We can speculate on why this happened . . . has he no one to give him advice anymore; is he not listening to them or to the people; or has he stopped caring now that he doesn't have to lead his party into another general election?

That dumb, stupid decision involved accepting a recommendation by an assessment committee that he and his colleagues should be paid an immediate and massive increase in their salaries.

The nation's jaw dropped. Could he be serious? He was just about to enter negotiations with the social partners where he would urge restraint in pay demands.

Brian Cowen told the trade unions: "A realistic approach to wage demands is essential if competitiveness and living standards are to be maintained."

ICTU general secretary, David Begg spoke for many when he replied: "This is not a message that will carry much weight."

The many had already expressed their opinion in an Irish Times poll, which showed Mr Ahern's popularity plummet by nine points.

Then last week a Prime Time survey of Fianna Fail representatives -- mostly backbenchers but including a few junior ministers -- revealed that one third of them no longer want Mr Ahern to lead them into the European and local elections in 2009. This means they want to see him gone sometime next year.

Last Thursday night, the Sunday Independent carried out a nationwide poll of 500 homes to try to assess the mood of the people. It produced no comfort for the beleaguered Taoiseach. They want to see the back of him and soon, according to 59 per cent. It was chilling too, that of the 41 per cent that would be happy to see him carry on until he is 60, many felt this was only because they feared the economic consequences that the disruption of replacing him might bring about.

It did not take a political scientist to divine the source of this sea change in public opinion. A massive 73 per cent were of the opinion that the Government was totally unjustified in reneging on its promise to begin a programme of easing taxes and PRSI in next month's budget.

Fianna Fail will say that this was a promise to be implemented over the life of the Government and that it would depend of the resources available. That is true but it is also a process that Fianna Fail promised to begin in this Budget.

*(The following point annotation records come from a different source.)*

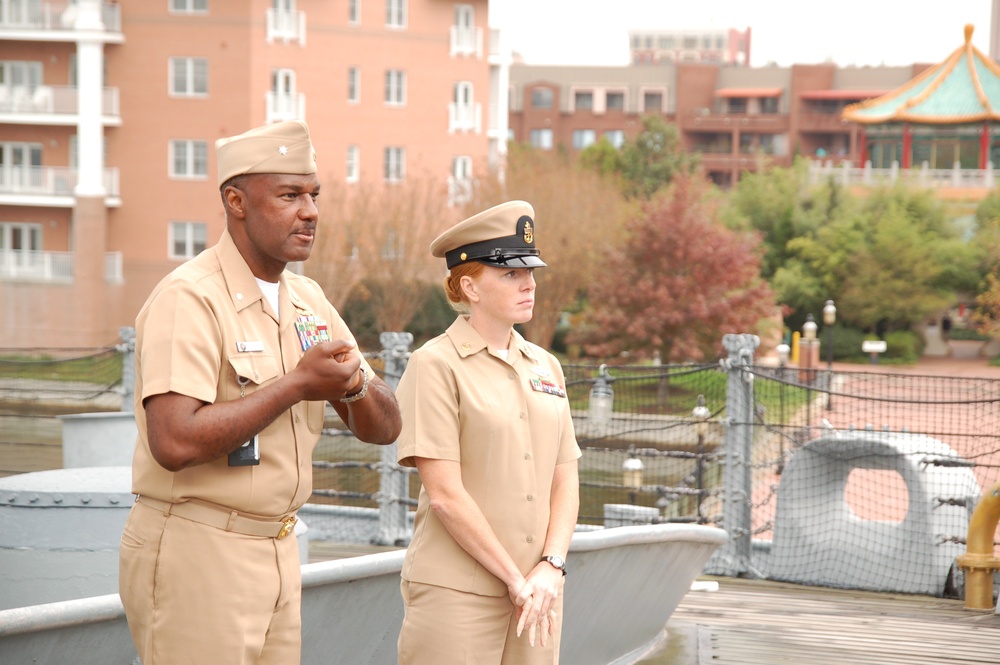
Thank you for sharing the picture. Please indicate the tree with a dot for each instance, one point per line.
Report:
(653, 158)
(679, 282)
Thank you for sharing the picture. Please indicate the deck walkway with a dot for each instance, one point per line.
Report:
(753, 622)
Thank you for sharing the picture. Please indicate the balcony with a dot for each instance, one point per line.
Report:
(51, 267)
(51, 105)
(465, 118)
(33, 20)
(50, 186)
(282, 106)
(466, 41)
(727, 122)
(286, 26)
(825, 123)
(954, 178)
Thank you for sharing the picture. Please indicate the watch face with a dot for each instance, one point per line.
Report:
(556, 561)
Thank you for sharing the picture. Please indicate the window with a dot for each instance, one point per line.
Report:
(615, 137)
(395, 87)
(652, 102)
(460, 183)
(541, 138)
(463, 33)
(395, 13)
(395, 164)
(189, 6)
(187, 239)
(188, 77)
(582, 138)
(353, 163)
(541, 98)
(353, 85)
(188, 159)
(21, 166)
(462, 112)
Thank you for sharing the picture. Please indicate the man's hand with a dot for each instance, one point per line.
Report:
(329, 370)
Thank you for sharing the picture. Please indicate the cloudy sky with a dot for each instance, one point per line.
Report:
(786, 32)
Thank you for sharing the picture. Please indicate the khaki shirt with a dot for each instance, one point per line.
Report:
(461, 403)
(202, 327)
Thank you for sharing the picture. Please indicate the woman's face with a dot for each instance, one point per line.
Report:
(505, 295)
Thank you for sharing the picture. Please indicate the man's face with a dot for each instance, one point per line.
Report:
(279, 221)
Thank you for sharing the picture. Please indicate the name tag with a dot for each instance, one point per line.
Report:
(543, 386)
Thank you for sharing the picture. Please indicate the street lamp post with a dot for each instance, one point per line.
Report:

Much as that issue clearly pissed off people, much as Noel Dempsey's mishandling of the drivers' licences issue bemused them, and much as the cancer misdiagnosing scandal disgusted them, it is probable that all of these matters could have been dealt with without inflicting such serious political damage.

But the sheer arrogance and insensitivity of the decision by a Government struggling to deal with the economy, the health service, and the shadow of Mahon hanging over its leader, that the belt-tightening rules we all must accept from time to time for the good of the country do not apply to them, was a step too far.

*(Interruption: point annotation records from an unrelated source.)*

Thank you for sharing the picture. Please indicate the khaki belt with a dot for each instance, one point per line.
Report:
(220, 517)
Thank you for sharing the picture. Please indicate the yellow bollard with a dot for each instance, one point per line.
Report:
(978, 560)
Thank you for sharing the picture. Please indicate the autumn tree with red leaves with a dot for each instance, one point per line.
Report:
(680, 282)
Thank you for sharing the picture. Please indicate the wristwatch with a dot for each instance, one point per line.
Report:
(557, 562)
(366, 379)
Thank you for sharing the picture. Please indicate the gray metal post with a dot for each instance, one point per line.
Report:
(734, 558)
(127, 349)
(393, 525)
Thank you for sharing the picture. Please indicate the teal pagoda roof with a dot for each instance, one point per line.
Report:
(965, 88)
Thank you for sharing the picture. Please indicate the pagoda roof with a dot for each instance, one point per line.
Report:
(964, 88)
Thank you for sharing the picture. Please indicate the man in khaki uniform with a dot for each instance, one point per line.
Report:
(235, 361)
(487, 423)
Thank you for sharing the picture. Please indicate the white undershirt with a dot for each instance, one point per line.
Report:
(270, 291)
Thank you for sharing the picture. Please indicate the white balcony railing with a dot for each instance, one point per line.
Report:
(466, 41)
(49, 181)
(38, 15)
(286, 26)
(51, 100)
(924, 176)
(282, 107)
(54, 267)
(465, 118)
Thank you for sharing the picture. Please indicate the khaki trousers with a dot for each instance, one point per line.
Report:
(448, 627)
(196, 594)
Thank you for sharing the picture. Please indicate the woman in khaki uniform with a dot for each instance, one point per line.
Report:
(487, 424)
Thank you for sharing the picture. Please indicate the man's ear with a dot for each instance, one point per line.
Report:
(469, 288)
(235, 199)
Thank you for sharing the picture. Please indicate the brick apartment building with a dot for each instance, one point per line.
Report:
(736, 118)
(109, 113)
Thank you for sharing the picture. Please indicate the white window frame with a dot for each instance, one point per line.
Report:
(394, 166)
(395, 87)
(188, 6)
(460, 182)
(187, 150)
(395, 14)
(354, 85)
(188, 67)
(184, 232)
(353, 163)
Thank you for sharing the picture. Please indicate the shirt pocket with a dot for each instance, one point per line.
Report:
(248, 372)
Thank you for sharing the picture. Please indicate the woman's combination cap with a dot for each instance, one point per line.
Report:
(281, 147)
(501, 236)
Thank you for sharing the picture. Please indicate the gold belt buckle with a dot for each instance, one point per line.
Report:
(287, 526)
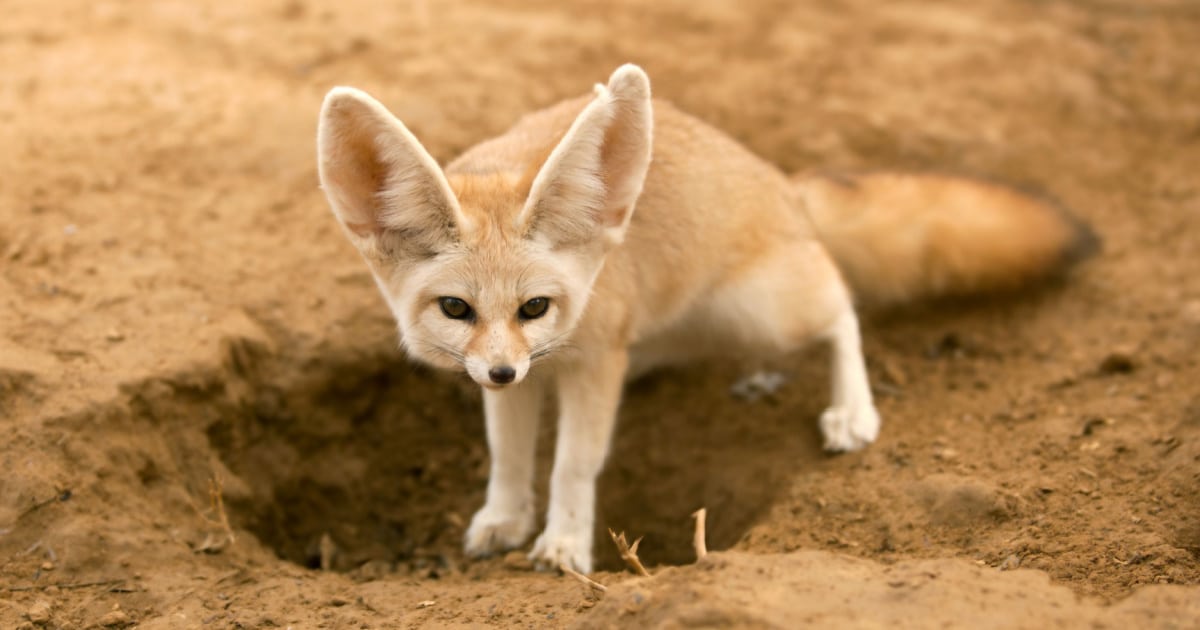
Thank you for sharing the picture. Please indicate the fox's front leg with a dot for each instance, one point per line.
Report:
(508, 516)
(588, 399)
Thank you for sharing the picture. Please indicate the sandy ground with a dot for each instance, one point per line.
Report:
(178, 306)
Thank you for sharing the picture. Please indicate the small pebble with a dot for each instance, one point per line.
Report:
(519, 561)
(115, 619)
(40, 612)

We asked those polled on Thursday whether they thought the Taoiseach and his ministers should postpone this increase, cancel it or accept it. Ninety one per cent felt that it should have been either postponed or cancelled altogether. Ninety-one per cent! You cannot argue with 91 per cent. Not only that, but it is not a surprising figure.

It has been clear since the Taoiseach opened his mouth on the subject that he had angered the people. And it has been clear for some time that that anger is growing. Part of that process sees Bertie Ahern now taking the blame for all the issues that beset his Government.

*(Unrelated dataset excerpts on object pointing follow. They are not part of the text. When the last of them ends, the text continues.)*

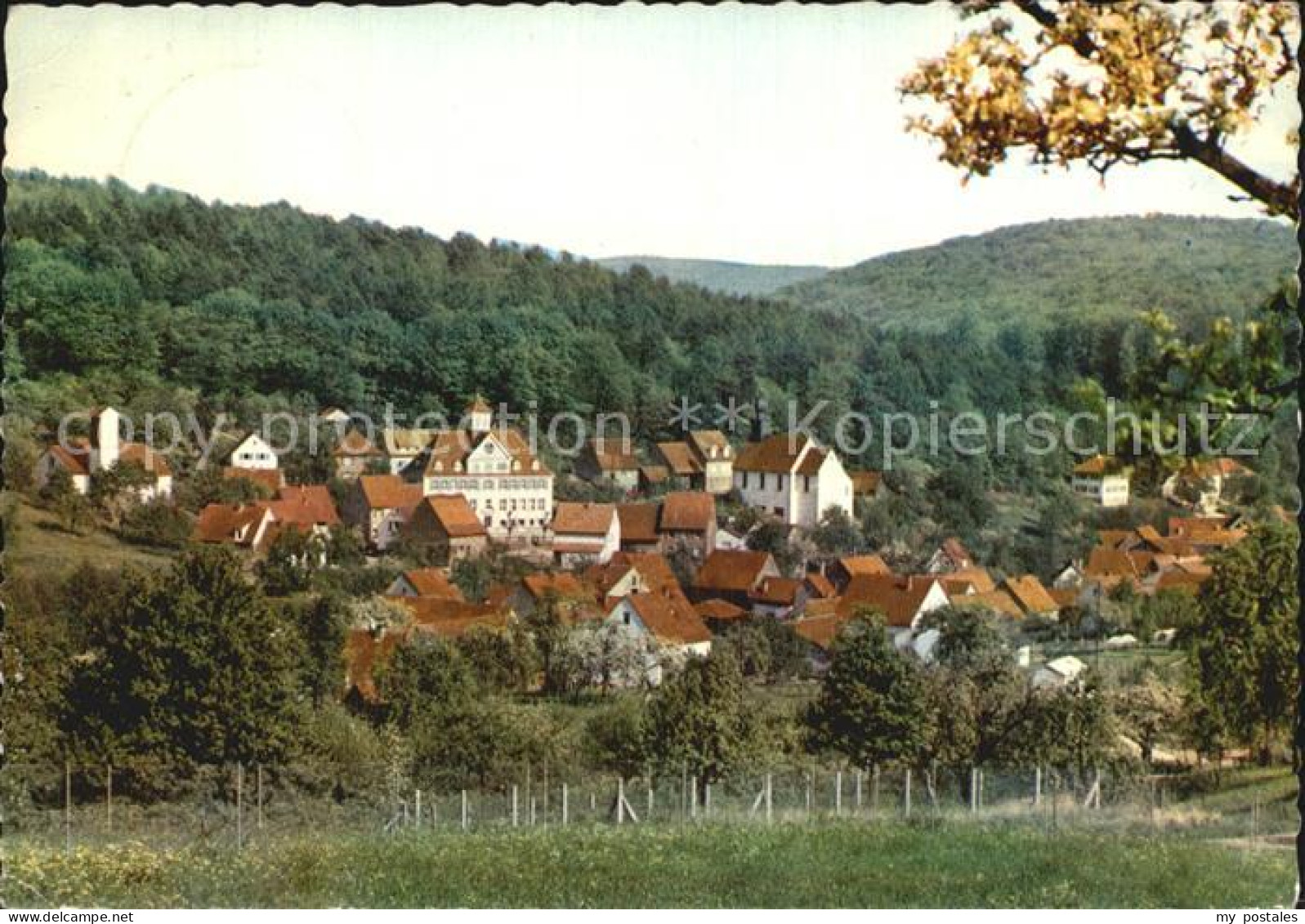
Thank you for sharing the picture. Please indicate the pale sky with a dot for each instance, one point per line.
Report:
(761, 135)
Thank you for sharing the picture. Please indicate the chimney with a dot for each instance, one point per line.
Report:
(479, 415)
(105, 435)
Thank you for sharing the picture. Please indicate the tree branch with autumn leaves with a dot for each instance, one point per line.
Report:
(1108, 84)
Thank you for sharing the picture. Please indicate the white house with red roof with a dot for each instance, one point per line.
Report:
(494, 467)
(105, 449)
(793, 478)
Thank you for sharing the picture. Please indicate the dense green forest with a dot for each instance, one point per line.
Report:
(157, 301)
(721, 275)
(1091, 268)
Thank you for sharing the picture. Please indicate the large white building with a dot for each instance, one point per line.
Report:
(255, 453)
(793, 478)
(1102, 480)
(105, 449)
(494, 467)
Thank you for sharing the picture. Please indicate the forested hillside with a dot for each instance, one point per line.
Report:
(157, 301)
(1093, 269)
(721, 275)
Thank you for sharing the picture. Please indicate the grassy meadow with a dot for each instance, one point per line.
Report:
(834, 864)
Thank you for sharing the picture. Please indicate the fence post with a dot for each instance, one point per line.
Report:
(68, 807)
(239, 806)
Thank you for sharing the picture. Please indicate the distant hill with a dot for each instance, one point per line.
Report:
(721, 275)
(1093, 268)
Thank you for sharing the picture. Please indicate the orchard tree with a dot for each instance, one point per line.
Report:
(701, 719)
(426, 674)
(1107, 84)
(870, 708)
(1243, 645)
(1132, 83)
(194, 667)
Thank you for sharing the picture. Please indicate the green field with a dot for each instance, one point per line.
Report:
(824, 864)
(37, 542)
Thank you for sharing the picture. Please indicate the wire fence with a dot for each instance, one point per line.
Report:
(243, 806)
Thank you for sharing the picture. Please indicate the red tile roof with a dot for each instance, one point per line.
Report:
(1097, 466)
(719, 609)
(812, 462)
(710, 444)
(563, 583)
(996, 600)
(775, 591)
(957, 552)
(680, 458)
(271, 480)
(452, 618)
(777, 453)
(865, 564)
(896, 596)
(454, 516)
(223, 522)
(974, 577)
(820, 628)
(306, 506)
(432, 583)
(388, 493)
(865, 482)
(638, 522)
(688, 512)
(355, 444)
(734, 570)
(670, 618)
(1030, 594)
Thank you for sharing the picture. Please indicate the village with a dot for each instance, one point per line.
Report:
(671, 564)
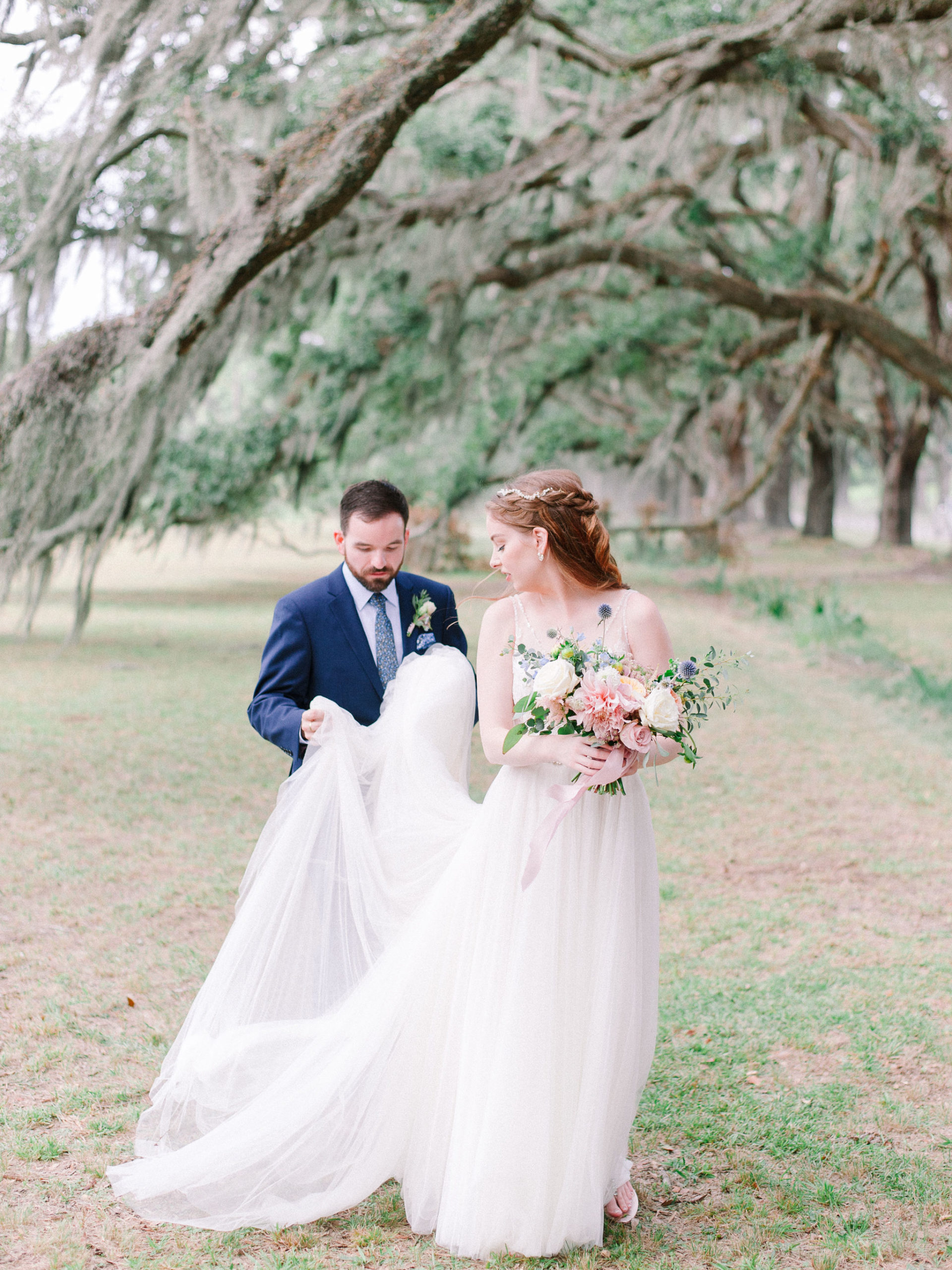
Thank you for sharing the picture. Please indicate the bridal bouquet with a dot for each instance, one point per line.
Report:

There was a chance to pull back from the brink. Some ministers said they could live without the increase. Some suggested the Cabinet could talk about it again and maybe change their minds. But Bertie was not for turning. It could be that he hadn't a clue and will be taken aback by the opinion poll result on this issue. But that is incredible.

No, the Taoiseach knew the people were appalled, that they felt betrayed so soon after they had placed their confidence in him. Maybe he needs the money. Whatever his reasons, he turned his back on the people. And now they are turning their backs on him.

Foregoing the money is the only way to win back their trust.